Наконец, Саввин выстрелил. Упавший невдалеке тлеющий жгут дал огонь.

7

Уже давно бледный северный день ослабил блеск пламени, но Саввин продолжал сидеть у костра. Он отдохнул, он мог уже идти, ну, вот, я и пойду, говорил он себе и не вставал с места. Рассудок и инстинкт боролись. Первый требовал движения, второй упрямо цеплялся за последний огонь. Когда побеждал рассудок, Саввин глазами инстинкта видел себя обреченно идущим по бесконечному северу. И пораженный этим видением, он поднимался, бросал громадные, узловатые сучья в костер и вновь садился. Под влиянием этой же картины он развязал свой вещевой мешок и пересчитал запасы. Были еще сухари, были консервированные мясные таблетки. Прикинув, Саввин решил, что всего этого может хватить на четыре дня, даже на пять. Даже на восемь, неожиданно решил он, если сидеть на месте.

Так убеждая себя, он укладывал свои запасы в мешок и вдруг обнаружил одну единственную конфетку, простенькую карамельку. Была она из дешевых сортов, рассчитанных на невзыскательных покупателей. И бумажка на ней серенькая, тоже дешевая, но несла она на себе такую яркую, радостную вишенку, что Саввин улыбнулся и, нежно погладив ее, осторожно положил в карман.

Но все же иногда лениво возникали упрекающие мысли, что он боится оставить костер. Это были уже последние попытки рассудка победить инстинкт. Они ни к чему не привели: Саввин поднялся и начал запасать топливо на ночь.

Утром он решил идти. Это решение возникло сразу, и он ему безропотно подчинился, как чему-то безусловному и окончательному, против чего уже нельзя возражать. Правда, было мгновение, когда Саввин вспомнил патрон, свои вчерашние, трусливые мысли, вызванные обжигающим морозом и неразгибающимися пальцами. С тех пор прошло немногим более суток, а между тем ему казалось, что все это было очень и очень давно. Сознание, что все это случилось только двадцать четыре часа назад, потрясло его до непонятного ужаса.

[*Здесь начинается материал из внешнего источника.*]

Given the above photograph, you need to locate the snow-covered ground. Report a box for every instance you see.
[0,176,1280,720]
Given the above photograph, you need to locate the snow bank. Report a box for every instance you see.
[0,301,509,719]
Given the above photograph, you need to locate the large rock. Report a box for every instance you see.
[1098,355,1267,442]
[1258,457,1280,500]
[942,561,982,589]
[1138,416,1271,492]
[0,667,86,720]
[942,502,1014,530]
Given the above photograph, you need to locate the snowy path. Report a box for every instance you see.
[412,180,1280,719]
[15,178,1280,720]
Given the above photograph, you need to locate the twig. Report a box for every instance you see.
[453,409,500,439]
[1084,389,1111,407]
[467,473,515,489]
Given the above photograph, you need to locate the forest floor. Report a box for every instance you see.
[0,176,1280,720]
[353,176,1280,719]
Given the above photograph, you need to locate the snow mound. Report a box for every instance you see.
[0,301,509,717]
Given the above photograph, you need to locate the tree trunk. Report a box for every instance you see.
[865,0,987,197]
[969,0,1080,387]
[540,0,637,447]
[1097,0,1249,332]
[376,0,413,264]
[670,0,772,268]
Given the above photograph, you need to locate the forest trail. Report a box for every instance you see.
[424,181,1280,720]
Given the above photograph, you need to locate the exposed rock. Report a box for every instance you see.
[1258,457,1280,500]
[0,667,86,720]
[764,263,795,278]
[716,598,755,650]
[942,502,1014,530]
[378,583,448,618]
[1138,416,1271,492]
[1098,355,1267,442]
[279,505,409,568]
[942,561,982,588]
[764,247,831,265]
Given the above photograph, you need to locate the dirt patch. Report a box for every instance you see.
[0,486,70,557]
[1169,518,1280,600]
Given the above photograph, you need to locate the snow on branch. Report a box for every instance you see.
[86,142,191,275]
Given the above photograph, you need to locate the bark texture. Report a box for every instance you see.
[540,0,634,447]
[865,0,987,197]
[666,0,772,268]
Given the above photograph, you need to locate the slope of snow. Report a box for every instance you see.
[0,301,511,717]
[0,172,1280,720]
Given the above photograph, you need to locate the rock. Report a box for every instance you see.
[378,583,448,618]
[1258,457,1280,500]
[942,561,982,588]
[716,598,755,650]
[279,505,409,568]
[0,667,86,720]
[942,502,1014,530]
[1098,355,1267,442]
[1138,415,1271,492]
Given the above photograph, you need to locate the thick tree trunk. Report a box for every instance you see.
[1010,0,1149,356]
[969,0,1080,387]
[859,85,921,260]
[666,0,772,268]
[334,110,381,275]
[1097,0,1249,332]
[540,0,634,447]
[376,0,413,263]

С этим ощущением кошмара он тронулся в путь. Когда пылающие сучья были позади, ему почему-то припомнился Аким, оставленный где-то далеко отсюда; он совершенно отчетливо представил себе тот, давно потухший костер, теперь ставший на торжественно белом снегу грязным пятном.

И этот костер потухнет. Когда? Через час, может быть через два. Во всяком случае, думал Саввин, угли тлеть будут еще долго, так много накопилось горячей золы за то время, пока сидел он здесь. Но и зола остынет и угли погаснут, говорил себе Саввин, и у меня уже ничего нет.

Он шел долго, временами останавливался, чтобы передохнуть. Но остановки эти были коротки. Приближающийся вечер нес с собой холод, и были моменты, когда Саввин жалел, что он покинул костер. Однажды, широко глотнув обжигающий воздух, он решил вернуться к костру. Не сделал он этого потому, что простой подсчет времени откровенно показал давно потухшие, холодные, подернутые серым налетом угли.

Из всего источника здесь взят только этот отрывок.